Box Elder Bugs
Box elder bugs are insects with distinctive red and orange markings. They are relatively harmless bugs that, during the summer months, are often found on box elder tress as well as maple and ash trees. Generally speaking, they only become a pest problem starting in late summer and extending through the fall. That’s because they seek out shelter from the cooling weather and often times that means they move into homes and businesses.
Are box elder bugs dangerous?
Nope, not really. Box elder bugs don’t bite, sting or transmit disease. They are nuisance pests that typically converge in large numbers. Homeowners may find excrement on walls, furniture, curtains and other items but that damage is not really cause for concern. Especially not when you compare this pest to termites or mice.
So why do I have this pest problem?
Again it comes back to the time of year. To these bugs, your home or business offers the perfect place to spend the winter months. They’ll start by taking up space on the warm, sunny exterior of your structure and then make their way inside through cracks in the foundation or siding. Gaps around doors and windows also make access easy for these pests to invade. You may also see box elder bug activity in the spring when the weather warms up and these bugs move back outside.
How do you get rid of box elder bugs?
If you are having problems with box elder bugs in your home, EnviroPest can help. Our Colorado’s Choice is a home pest control program that targets household pests including box elder bugs. We also combat insect and rodent infestations in commercial environments with our Colorado’s Select program.
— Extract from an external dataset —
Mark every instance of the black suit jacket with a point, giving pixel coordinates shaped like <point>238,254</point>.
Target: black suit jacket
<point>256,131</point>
How soon can you get here?
At EnviroPest, we take all pest issues very seriously and are committed to helping as soon as possible. In most cases, we can respond the same or very next day.
How can I prevent a box elder bugs from infesting in the future?
The best way to prevent a box elder bug problem is to keep these pests out by fortifying the exterior of your home. We recommend:
Sealing any cracks and crevices found in your home’s foundation
Caulking gaps around exterior windows and doors
Repairing any damage to siding or roof shingles.
Trimming trees or shrubs so that they don’t touch the exterior of your home or building.